我打了个冷噤,嘀咕道:“你丫真是恶毒!这种事你也干得出来,自己的骨肉也扔得下手!倒看不出来哟,你丫还挺能生的!”
她骂道:“又不是我生的,我是帮别人扔的。你以为咋的?是我生的?姐我还没怀过呢!”
我道:“就说你小丫是一副不孕不育的相嘛,你还不信?”
她哼哼道:“不要跟姐吵架好不好,姐怕怕。”
我叹了口气,看来这小样莫不是真的见了鬼?吓成那得瑟样,当我打开窗的时候,我后悔了,他奶奶的大街上哪里有人?全是一街的鬼!
街上灯火通明,可都是飘浮不定的鬼火,一闪一闪的在街上散发着时绿时红的光,映得大街上来来去去的鬼一个一个的闪着绿眼睛,伸着红舌头。
街上的行人(应该说是行鬼),一个个脸上顶着吓人的白脸,披头散发。

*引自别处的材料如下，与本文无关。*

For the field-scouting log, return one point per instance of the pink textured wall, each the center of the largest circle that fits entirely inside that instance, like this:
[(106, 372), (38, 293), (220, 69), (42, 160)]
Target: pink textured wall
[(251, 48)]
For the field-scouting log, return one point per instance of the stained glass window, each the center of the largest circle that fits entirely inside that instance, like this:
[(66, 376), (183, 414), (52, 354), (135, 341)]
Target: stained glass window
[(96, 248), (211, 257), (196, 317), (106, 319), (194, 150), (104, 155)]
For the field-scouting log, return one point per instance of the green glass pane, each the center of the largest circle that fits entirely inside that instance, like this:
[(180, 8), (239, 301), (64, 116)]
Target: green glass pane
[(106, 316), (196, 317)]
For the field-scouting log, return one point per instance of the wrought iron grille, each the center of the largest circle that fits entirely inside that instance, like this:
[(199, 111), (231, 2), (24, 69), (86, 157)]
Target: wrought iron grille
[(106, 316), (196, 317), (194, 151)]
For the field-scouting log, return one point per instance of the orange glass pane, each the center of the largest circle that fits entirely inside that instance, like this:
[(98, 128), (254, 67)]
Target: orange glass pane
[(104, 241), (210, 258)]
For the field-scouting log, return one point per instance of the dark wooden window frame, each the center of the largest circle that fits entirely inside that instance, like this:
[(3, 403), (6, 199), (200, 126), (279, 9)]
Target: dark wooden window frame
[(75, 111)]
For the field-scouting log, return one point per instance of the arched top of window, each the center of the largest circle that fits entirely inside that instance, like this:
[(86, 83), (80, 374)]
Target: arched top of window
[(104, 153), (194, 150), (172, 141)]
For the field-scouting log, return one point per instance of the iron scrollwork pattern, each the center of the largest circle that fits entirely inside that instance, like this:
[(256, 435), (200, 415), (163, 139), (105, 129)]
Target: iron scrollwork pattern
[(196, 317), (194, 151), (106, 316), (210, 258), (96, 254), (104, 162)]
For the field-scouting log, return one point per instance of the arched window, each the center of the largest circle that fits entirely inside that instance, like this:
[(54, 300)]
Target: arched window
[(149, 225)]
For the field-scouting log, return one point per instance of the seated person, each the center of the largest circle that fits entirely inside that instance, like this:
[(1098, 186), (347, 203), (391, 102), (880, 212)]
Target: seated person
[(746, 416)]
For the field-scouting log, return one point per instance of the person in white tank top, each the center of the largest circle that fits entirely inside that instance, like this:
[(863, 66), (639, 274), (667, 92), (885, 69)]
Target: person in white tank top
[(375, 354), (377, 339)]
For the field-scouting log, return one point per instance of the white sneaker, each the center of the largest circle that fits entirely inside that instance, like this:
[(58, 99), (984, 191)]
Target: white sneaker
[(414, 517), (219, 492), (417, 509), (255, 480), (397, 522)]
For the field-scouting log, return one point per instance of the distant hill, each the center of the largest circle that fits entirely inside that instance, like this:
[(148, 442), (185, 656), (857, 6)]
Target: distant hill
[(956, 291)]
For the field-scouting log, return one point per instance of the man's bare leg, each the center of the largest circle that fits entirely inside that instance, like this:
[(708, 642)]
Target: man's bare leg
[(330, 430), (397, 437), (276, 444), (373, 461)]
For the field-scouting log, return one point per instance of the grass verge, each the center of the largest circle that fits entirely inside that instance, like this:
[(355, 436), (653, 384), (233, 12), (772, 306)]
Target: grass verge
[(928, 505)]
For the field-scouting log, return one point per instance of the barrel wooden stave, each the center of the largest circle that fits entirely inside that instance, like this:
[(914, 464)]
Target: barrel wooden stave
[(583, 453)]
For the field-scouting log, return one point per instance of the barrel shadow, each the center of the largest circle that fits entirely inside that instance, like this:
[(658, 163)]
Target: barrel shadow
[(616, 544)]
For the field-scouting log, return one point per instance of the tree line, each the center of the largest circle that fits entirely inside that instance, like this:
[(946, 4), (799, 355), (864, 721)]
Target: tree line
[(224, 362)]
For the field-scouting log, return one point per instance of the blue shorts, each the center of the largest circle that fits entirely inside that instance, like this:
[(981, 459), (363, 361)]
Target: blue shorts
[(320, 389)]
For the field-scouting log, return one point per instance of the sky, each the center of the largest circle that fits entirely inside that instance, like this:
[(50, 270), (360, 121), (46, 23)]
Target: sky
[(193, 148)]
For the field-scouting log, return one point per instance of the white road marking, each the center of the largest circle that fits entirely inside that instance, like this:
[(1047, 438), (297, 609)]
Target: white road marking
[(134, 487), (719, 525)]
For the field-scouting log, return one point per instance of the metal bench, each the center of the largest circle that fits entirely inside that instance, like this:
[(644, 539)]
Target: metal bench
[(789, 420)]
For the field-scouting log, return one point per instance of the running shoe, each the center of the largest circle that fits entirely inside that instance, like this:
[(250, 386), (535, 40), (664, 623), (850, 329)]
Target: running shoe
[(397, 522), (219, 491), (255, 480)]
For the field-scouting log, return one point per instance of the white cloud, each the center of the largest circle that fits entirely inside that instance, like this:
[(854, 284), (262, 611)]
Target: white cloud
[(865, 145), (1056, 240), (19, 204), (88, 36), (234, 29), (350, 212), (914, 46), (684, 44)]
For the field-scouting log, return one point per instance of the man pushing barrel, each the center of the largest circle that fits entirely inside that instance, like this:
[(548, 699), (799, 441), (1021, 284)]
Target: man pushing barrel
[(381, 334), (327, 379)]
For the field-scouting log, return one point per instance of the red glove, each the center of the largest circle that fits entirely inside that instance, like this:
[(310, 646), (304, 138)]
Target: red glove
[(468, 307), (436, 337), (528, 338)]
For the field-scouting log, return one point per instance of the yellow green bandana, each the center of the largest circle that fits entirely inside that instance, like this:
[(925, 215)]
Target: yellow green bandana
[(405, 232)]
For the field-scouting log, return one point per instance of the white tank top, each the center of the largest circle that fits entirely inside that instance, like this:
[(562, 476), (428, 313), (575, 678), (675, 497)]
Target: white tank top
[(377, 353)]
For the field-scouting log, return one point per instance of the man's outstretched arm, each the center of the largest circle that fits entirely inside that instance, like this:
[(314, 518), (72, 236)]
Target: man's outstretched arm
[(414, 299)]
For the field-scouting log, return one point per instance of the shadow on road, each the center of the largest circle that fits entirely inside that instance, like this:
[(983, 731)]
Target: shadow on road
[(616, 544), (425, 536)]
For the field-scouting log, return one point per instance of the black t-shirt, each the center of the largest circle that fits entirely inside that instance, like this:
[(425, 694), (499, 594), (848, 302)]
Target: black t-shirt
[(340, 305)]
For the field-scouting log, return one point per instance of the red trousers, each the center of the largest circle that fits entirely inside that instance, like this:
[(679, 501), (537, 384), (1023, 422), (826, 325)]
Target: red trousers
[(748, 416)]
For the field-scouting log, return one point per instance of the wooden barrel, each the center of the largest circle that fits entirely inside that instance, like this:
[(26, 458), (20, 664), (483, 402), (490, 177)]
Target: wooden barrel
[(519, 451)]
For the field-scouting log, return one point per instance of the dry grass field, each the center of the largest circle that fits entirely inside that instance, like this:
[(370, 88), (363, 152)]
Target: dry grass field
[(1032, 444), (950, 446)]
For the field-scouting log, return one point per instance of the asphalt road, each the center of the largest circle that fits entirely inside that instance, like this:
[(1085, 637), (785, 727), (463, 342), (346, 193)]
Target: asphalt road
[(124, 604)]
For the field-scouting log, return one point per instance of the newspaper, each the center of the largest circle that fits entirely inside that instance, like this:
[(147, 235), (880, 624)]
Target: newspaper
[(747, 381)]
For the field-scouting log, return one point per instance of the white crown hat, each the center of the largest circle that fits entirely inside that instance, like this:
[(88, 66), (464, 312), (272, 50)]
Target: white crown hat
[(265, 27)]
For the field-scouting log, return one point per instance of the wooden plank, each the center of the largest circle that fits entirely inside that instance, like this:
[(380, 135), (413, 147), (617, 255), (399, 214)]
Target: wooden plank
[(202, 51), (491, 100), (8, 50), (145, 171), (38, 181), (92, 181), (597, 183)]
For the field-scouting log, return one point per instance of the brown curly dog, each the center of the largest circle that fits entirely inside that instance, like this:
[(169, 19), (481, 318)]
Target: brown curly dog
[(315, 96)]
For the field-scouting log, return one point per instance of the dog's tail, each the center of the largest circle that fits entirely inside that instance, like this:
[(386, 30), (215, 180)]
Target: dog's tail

有伸着长舌头翻着白眼的吊死鬼;有缺胳膊少腿裂着胸拖着肠子的伤死鬼;有手脚粘在一起露着黑骨的烧死鬼;有脖子上没有头却把头拴在裤带上的断头鬼;有一身水且浮肿不堪的淹死鬼;有七孔流血一身流脓的毒死鬼;有老态龙钟有嘴无牙的老死鬼;有赤.裸身体也不知道是色死还是被色死的色鬼……甚至还有半边人在街上跳着跑的;两只手撑着一个脑袋却没有身体在街上走的……
有一辆无篷马车驰来,可那车却是悬空而来的,拉车的是一匹被剥了皮的马,驾车的是一个一身刀伤的军官,车上载着的,都是一堆残缺不全的鬼,想必是五马分尸无法单个行走的部件,要么就是战场上收来的还没来得及组装的硬件儿。
马车过去,我看到了去世了六十年的阿炳同志正坐在街边的一块石头上拉着二胡,他依然一身流浪的行装,无神的双眼尽是生活的苍凉与凄苦,沙哑低沉的胡琴声正向街上过往的鬼们倾诉着生前的悲凉与死后的忧伤。
街对面,本是一片屋宇的,可现在却是一片坟场,坟地里有一堆身着锦衣华服的身体完整或只是略不完整的鬼正在看戏,戏台上一个穿着三点式的妖艳女鬼正在跳钢管舞,那女鬼一边扭着风骚的身体还一边向这边抛媚眼,我定睛一看,居然是青青。
我慌忙后退,连滚带爬的回到床上,钻进被窝里哆嗦,青青战战兢兢地道:“是不是,我骗了你吗?”
我颤颤悸悸地直往她怀时钻,哆嗦道:“哥怕……怕怕!”
我们俩紧紧地抱在一起,把被子裹得个风雨不透,我们两个都在哆嗦,哆嗦得床都像在筛糠,整个房子好像都在跳舞。
我突然放了个屁,青青骂道:“这种情况下,你居然还放毒?”
我颤道:“大小便都快失禁了,还管得住屁呀!赶快屏住呼吸。”
于是,我们屏住呼吸,只听得两个心跳得扑通扑通的。日子非常难过,憋不住了,两个脑袋伸出去换气,我借着窗户透过来的鬼火瞅见青青骨碌着眼睛直在四处打转,她瞅见窗户开着,看着我道:“要是鬼从窗户里爬进来了怎么办?”